An official implementation for the paper "Ensemble Distillation for Unsupervised Constituency Parsing."
conda create -n ED4UCP python=3.9
conda activate ED4UCP
while read requirement; do pip install $requirement; done < requirements.txt
python evaluate.py --ref path_to_reference_treebank.txt --pred path_to_predicted_treebank.txt
python replicate.py [--Table1] [--Table2] [--Table3] [--Table4] [--Table6] [--Figure1] [--Figure2] [--Figure4]
Keep those you want to re-evaluate.
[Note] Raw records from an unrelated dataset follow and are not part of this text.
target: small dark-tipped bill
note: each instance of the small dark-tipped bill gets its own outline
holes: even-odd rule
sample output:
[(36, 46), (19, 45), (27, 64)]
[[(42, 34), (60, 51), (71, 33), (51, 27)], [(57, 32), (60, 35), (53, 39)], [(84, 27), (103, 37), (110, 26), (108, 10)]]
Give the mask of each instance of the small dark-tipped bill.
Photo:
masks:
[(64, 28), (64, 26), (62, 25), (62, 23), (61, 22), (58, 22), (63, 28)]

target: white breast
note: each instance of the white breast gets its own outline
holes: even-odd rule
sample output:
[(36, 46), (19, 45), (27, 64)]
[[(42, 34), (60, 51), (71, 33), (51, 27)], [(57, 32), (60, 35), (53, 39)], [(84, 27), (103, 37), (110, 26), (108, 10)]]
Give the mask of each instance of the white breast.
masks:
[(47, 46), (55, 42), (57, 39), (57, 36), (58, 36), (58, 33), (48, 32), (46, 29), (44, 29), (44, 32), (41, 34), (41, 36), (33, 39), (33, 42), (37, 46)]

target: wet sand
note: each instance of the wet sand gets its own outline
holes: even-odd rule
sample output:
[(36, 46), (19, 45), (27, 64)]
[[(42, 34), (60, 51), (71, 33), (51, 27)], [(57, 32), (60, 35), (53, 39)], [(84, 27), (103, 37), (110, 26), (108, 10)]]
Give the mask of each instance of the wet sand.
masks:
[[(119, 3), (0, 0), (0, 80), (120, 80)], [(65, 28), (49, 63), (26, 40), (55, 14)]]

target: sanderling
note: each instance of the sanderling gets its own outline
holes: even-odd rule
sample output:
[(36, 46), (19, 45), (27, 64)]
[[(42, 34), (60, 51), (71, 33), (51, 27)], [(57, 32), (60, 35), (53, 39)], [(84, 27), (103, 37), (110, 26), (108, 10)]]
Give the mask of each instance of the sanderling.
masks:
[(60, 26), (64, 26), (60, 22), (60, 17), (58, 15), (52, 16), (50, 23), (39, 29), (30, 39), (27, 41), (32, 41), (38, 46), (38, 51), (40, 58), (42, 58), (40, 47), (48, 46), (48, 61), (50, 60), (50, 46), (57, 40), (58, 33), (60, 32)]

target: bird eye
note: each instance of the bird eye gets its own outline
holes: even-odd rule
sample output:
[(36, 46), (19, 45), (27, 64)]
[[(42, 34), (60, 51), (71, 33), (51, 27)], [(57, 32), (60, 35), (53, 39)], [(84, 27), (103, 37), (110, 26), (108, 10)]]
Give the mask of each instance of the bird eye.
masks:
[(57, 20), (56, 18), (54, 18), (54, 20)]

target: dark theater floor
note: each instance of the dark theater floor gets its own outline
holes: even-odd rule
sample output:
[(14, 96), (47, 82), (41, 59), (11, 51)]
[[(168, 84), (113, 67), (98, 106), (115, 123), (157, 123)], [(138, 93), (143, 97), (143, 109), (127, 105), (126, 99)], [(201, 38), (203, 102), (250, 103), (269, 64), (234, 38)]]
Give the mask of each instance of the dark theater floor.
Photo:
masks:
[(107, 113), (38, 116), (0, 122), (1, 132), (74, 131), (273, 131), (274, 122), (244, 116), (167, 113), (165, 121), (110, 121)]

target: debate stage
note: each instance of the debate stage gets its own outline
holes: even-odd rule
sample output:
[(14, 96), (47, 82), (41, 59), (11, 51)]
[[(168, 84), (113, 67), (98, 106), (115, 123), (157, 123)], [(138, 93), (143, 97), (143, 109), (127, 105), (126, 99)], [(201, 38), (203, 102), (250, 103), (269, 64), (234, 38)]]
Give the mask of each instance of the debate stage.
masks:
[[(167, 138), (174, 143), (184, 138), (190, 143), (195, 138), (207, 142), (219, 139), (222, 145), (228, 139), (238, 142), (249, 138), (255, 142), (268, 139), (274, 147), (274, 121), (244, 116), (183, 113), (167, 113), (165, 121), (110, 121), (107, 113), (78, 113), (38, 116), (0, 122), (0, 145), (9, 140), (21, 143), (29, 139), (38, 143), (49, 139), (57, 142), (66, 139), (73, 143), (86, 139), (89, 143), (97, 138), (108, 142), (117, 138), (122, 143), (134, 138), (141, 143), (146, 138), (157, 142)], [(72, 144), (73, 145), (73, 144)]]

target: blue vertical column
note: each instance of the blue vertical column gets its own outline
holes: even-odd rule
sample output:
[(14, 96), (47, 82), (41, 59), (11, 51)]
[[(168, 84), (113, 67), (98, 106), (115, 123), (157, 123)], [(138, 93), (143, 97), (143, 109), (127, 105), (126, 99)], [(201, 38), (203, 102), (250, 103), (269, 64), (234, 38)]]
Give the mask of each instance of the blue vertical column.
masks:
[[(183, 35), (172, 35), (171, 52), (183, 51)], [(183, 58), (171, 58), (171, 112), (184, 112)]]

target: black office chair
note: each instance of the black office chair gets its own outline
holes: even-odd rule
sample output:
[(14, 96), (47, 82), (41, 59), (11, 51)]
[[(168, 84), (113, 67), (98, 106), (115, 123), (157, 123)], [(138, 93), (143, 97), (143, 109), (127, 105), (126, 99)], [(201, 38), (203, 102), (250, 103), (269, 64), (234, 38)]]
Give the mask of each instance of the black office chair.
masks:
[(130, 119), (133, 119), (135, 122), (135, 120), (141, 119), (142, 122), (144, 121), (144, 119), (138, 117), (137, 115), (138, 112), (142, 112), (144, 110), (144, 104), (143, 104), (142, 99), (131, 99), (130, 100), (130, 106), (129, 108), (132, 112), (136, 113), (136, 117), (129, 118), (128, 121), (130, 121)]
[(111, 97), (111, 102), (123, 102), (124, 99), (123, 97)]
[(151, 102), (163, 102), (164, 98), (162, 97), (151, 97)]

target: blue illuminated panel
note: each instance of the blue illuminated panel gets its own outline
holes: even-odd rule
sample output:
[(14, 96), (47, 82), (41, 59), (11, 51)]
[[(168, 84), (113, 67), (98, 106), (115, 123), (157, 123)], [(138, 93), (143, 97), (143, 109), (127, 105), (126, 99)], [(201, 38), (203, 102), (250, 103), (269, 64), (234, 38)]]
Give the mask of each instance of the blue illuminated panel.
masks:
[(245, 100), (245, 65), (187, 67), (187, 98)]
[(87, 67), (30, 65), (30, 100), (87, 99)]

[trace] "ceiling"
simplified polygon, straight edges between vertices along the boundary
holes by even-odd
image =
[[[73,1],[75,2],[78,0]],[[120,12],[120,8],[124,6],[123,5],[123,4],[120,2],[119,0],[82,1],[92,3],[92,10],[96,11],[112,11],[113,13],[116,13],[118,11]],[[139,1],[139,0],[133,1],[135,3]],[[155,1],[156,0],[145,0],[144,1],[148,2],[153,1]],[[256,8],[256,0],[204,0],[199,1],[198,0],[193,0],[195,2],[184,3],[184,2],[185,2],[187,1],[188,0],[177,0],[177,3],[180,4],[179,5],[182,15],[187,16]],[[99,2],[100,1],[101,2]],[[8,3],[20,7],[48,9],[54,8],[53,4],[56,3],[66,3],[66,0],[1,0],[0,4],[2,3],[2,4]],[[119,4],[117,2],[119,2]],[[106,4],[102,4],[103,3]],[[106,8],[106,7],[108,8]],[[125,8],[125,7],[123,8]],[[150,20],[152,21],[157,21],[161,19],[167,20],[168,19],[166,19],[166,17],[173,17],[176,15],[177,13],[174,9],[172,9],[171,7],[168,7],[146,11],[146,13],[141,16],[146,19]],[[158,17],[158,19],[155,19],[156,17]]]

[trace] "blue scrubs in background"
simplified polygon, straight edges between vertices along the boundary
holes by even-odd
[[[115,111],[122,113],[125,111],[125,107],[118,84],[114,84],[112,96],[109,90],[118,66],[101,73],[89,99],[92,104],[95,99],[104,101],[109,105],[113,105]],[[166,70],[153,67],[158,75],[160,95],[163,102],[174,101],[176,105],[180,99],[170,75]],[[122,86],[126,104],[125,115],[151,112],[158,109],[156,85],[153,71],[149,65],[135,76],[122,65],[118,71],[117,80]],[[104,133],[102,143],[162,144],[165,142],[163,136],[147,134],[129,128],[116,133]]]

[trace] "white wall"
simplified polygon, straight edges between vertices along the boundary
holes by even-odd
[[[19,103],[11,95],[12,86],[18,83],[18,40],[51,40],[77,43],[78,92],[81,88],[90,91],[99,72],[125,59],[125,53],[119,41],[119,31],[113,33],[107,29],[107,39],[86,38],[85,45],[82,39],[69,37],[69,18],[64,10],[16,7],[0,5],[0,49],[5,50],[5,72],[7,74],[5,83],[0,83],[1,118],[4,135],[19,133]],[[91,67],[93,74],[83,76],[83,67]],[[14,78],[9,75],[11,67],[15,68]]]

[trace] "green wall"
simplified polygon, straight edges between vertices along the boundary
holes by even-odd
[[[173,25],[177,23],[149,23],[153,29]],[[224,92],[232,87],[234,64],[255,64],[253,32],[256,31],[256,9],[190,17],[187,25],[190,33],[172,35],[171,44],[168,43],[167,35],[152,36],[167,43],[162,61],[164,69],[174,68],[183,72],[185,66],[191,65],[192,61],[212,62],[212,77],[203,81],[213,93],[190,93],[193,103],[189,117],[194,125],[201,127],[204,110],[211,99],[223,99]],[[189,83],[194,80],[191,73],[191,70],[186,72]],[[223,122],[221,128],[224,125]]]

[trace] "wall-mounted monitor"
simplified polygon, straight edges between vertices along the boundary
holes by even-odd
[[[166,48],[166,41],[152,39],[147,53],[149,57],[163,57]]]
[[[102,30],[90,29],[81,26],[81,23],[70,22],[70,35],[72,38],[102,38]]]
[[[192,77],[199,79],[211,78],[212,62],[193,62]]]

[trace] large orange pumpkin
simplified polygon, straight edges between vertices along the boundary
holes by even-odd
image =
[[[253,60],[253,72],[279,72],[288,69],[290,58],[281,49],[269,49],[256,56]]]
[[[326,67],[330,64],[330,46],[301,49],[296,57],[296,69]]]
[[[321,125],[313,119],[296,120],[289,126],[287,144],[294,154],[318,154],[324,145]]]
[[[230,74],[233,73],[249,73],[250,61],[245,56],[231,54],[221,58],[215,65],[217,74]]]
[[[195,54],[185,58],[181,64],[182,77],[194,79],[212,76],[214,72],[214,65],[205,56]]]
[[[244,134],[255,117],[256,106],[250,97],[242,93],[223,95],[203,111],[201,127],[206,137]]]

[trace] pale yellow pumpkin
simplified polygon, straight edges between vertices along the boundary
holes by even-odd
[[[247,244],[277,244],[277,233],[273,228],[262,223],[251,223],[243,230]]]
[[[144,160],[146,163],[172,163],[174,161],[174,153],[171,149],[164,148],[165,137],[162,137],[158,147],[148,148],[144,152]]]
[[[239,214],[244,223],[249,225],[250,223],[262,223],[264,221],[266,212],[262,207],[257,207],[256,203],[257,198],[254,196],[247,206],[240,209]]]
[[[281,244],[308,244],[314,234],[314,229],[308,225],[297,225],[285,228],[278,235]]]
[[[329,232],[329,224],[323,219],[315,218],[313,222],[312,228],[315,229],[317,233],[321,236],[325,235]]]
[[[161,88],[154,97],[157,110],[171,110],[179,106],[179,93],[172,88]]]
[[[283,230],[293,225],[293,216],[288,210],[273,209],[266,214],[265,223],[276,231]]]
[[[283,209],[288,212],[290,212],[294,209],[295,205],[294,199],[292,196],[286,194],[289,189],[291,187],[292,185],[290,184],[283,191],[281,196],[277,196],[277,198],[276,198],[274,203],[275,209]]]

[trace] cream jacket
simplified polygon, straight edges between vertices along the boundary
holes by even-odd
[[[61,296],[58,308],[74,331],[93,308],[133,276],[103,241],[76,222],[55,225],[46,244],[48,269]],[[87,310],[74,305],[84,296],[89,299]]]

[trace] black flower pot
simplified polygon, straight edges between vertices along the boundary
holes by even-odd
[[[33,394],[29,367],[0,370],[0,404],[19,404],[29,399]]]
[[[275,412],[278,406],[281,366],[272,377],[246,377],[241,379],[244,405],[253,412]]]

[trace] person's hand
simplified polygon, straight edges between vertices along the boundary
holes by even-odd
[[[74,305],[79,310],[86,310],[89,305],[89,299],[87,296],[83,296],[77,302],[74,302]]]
Discard []
s.
from KimEval import sentence_level_f1
f1 = sentence_level_f1(ref=list_of_reference_trees, pred=list_of_predicted_trees, round_it=False)
Use bracket-based representations of trees. Include words and constituent labels. Constituent labels don't matter. You can put any character (like X
) instead of all of them.
from KimEval import constituency_label_recall
recall, coverage = constituency_label_recall(ref=list_of_reference_trees, pred=list_of_predicted_trees, round_it=False)
Use bracket-based tree representations. Recall is based on constituent labels in reference trees.
python ensemble.py \
[--Run <RUN_ID>] [--Run <ANOTHER_RUN_ID>] \
[--combination_of_the Bests] [--combination_of_the Worsts] \
[--references <PATH1> <PATH2> ...] \
[--MBR_mode <generative|selective>] \
[--file_name <FILE_NAME>] \
[--write_directory <WRITE_DIRECTORY>] \
[--output_file_name <OUTPUT_FILE_NAME>] \
[--Run_all]
- --Run <RUN_ID>: Specify the run ID to process. It is according to the experiments' guide. This argument can be appended multiple times to process multiple runs.
- --combination_of_the <Bests|Worsts>: This allows you to specify whether you want to create ensembles of the best (or worst) models across runs, according to the ensemble guide. This argument can be appended multiple times (to cover both).
- --references <PATH1> <PATH2> ...: Define one or multiple reference file paths. You can specify multiple paths separated by spaces. It will create an ensemble of all of them.
- --MBR_mode <generative|selective>: Specify the mode as either generative or selective. Details are provided in the paper. Defaults to generative.
- --file_name <FILE_NAME>: Specify the file name for --Run and --combination_of_the. Defaults to the value of TEST_FILE_NAME defined in the constants.
- --write_directory <WRITE_DIRECTORY>: Specify the directory where the output should be written. If not specified, it defaults to the directory composed of MOTHER_PATH and the respective MBR_PATH for the chosen MBR_mode (see the constants).
- --output_file_name <OUTPUT_FILE_NAME>: Define the name of the output file. If not specified, it defaults to the value of --file_name.
- --Run_all: If set, it will run all available runs specified in the guide, as well as both combinations of the bests and worsts.
Note: Having multiple ensemble strategies (using --Run
, combination_of_the <Bests|Worsts>
, or --references
) will result in different ensembles, one per each.
from library.ensemble import ensemble
ensemble_treebank = ensemble(
references=list_of_reference_treebanks,
MBR_mode='generative', # or 'selective'
right=False, # If True, it will add the right-branching heuristic as an additional reference treebank
)
Each reference treebank is a list of bracket-based trees.
Each teacher appears as a directory in the teachers
directory. In each directory, you will find a GitHub submodule to the commit of the original codebase that I used, and maybe a few postprocessing scripts.